Mrs. Voke Easeley answered without a moment's hesitation: "Why, D'Annunzio, of course."

That made everybody waver again. And Aurelia Dart said — she's that girl with the beautiful arms, you know, who plays the harp and always has a man or two to carry it about wherever she goes — somebody else's husband, if she can manage it — Aurelia said:

"D'Annunzio, of course! Passages of it have been set to music."

"Won't you play some of it?" asked Fothy, very politely.

"It has never been arranged for the harp," said
Aurelia. "But if Mrs. Easely can remember some
of the lines, and will be good enough to repeat them,
I will improvise for it."

That put it up to Mrs. Easeley again, you know. She hates Aurelia, and Aurelia knows it. Voke Easeley carried Aurelia's harp around almost all last winter. And the only way Mrs. Easeley could break Voke of it was to bring their little girl along the one that has convulsions so easily, you know. And then when Voke was getting Aurelia's harp ready for her the little girl would have a convulsion, and Mrs. Easeley would turn her over to Voke, and Voke would have to take the little girl home, and Mrs. Easeley would stay and say what a family man and what a devoted husband Voke was, for an artist.

Well, Mrs. Easeley wasn't stumped at all. She got up and repeated something. I took up Italian poetry one winter, and we made a special study of D'Annunzio; but I didn't remember what Mrs. Easeley recited. But Aurelia harped to it.
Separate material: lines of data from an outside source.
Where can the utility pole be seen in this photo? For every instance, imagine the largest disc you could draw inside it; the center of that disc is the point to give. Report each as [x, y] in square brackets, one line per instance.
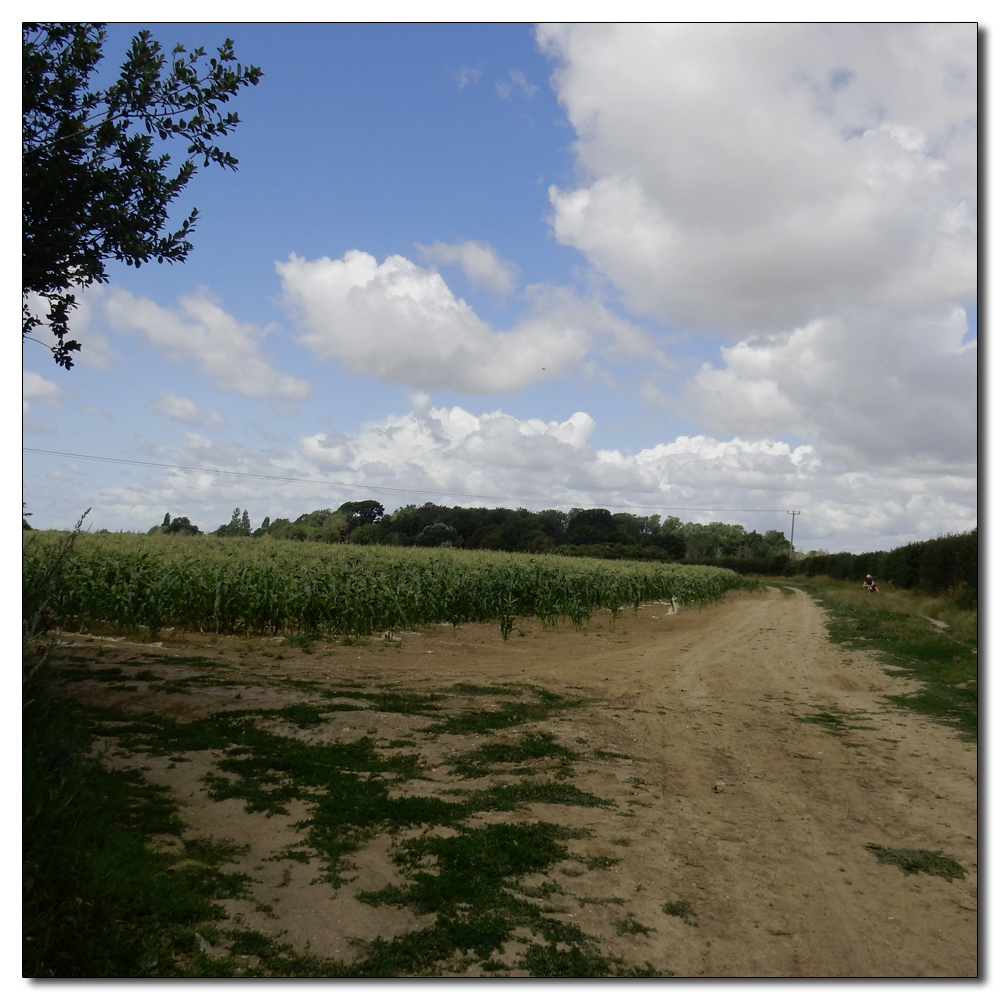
[791, 542]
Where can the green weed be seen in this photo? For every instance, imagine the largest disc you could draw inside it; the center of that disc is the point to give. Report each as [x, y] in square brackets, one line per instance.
[914, 861]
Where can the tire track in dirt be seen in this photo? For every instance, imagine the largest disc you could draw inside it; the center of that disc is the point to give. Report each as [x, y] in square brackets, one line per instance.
[786, 885]
[774, 865]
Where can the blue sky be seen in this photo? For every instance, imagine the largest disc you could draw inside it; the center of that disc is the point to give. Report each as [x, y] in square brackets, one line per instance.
[647, 267]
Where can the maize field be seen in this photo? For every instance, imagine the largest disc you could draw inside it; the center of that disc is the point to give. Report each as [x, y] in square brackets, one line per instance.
[266, 586]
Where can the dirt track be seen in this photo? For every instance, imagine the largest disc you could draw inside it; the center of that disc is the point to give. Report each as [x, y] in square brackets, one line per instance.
[773, 863]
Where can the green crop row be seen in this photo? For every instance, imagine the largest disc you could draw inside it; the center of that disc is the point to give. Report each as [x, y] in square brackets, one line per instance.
[268, 586]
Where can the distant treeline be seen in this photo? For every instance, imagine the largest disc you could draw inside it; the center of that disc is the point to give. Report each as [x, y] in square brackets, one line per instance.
[580, 532]
[949, 564]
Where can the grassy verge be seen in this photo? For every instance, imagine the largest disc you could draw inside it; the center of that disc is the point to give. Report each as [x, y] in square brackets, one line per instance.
[942, 654]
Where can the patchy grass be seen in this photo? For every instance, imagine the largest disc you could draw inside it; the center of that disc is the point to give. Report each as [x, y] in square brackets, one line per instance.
[680, 908]
[629, 925]
[157, 912]
[98, 901]
[896, 626]
[913, 861]
[539, 746]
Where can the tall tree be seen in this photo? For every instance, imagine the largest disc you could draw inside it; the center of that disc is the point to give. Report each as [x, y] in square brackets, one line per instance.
[94, 188]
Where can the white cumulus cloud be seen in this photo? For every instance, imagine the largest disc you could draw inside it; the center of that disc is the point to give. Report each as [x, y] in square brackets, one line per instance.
[200, 330]
[807, 192]
[752, 177]
[402, 323]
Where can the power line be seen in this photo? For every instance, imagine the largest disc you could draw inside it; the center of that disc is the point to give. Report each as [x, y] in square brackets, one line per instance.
[436, 493]
[374, 489]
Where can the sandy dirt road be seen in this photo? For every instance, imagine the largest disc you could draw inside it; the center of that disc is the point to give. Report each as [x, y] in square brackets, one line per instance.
[772, 861]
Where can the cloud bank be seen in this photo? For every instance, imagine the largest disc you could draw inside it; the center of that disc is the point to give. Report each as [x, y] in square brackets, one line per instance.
[402, 323]
[807, 191]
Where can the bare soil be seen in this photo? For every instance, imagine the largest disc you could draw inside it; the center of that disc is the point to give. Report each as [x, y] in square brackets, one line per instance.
[727, 797]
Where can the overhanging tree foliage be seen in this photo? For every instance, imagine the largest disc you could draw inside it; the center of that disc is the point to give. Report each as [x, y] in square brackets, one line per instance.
[94, 187]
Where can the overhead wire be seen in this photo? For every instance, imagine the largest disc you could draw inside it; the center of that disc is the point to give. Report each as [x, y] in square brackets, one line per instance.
[437, 493]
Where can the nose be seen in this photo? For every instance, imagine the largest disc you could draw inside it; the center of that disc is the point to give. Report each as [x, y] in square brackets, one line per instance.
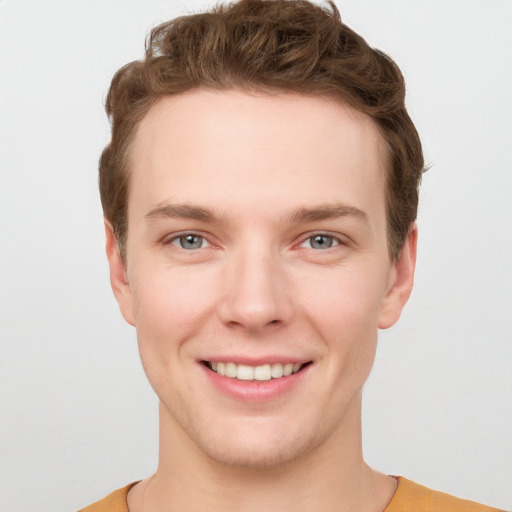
[257, 291]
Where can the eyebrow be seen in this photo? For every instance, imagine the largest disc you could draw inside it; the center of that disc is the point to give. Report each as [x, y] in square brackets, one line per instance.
[300, 214]
[181, 211]
[326, 212]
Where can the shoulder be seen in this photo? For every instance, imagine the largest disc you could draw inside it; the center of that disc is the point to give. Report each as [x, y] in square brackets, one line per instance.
[114, 502]
[411, 496]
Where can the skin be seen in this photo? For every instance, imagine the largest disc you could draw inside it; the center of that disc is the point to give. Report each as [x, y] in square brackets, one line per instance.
[254, 179]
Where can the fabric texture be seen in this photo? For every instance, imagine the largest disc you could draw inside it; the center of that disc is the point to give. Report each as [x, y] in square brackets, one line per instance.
[408, 497]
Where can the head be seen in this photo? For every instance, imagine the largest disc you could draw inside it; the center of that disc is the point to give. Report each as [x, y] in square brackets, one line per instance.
[259, 193]
[270, 47]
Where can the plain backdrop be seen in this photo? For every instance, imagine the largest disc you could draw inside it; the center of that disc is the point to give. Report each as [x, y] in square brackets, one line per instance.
[77, 418]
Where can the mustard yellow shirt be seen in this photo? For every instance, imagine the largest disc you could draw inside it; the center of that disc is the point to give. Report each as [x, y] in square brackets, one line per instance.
[408, 497]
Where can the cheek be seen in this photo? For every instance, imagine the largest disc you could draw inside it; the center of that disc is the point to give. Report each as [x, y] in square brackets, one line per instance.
[172, 300]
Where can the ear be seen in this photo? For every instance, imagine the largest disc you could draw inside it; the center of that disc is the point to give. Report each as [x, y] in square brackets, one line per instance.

Improvising is one of the best things she does.

And everybody said how lovely it was and how much soul there was in it, and, "Poor Stegomyia! Poor Citronella!"

The Swami said it reminded him of some passages in Tagore that hadn't been translated into English yet.

Voke Easeley said: "The plaint of Citronella is full of a passion of dream that only the Italian poets have found the language for."

Fothy winked at me and I made an excuse and slipped into the library and looked them up — and, well, would you believe it! — they weren't lovers at all! And I might have known it from the first, for I always use citronella for mosquitoes in the country.

They were still pretending when I got back, all of them, and Aurelia was saying: "Citronella differs psychologically from Juliet — she is more like poor, dear Francesca in her feeling of the cosmic inevitability of tragedy. But stegomyia had a strain of Hamlet in him."

"Yes, a strain of Hamlet," said Voke Easeley. "A strain of Hamlet in his nature, Aurelia — and more than a strain of Tristram!"

"It is a thing that Maeterlinck should have written, in his earlier manner," said Mrs. Voke Easeley.

"The story has its Irish counterpart, too," said Leila Brown, who rather specializes, you know, on all those lovely Lady Gregory things. "I have always wondered why Yeats or Synge hasn't used it."

"The essential story is older than Ireland," said the Swami. "It is older than Buddha. There are three versions of it in Sanskrit, and the young men sing it to this day in Benares."

Affectation! Affectation! Oh, how I abhor affectation!

It was perfectly HORRID of Fothy just the same.

ANYONE might have been fooled.

I might have been myself, if I were not too intellectually honest, and Fothy hadn't tipped me the wink.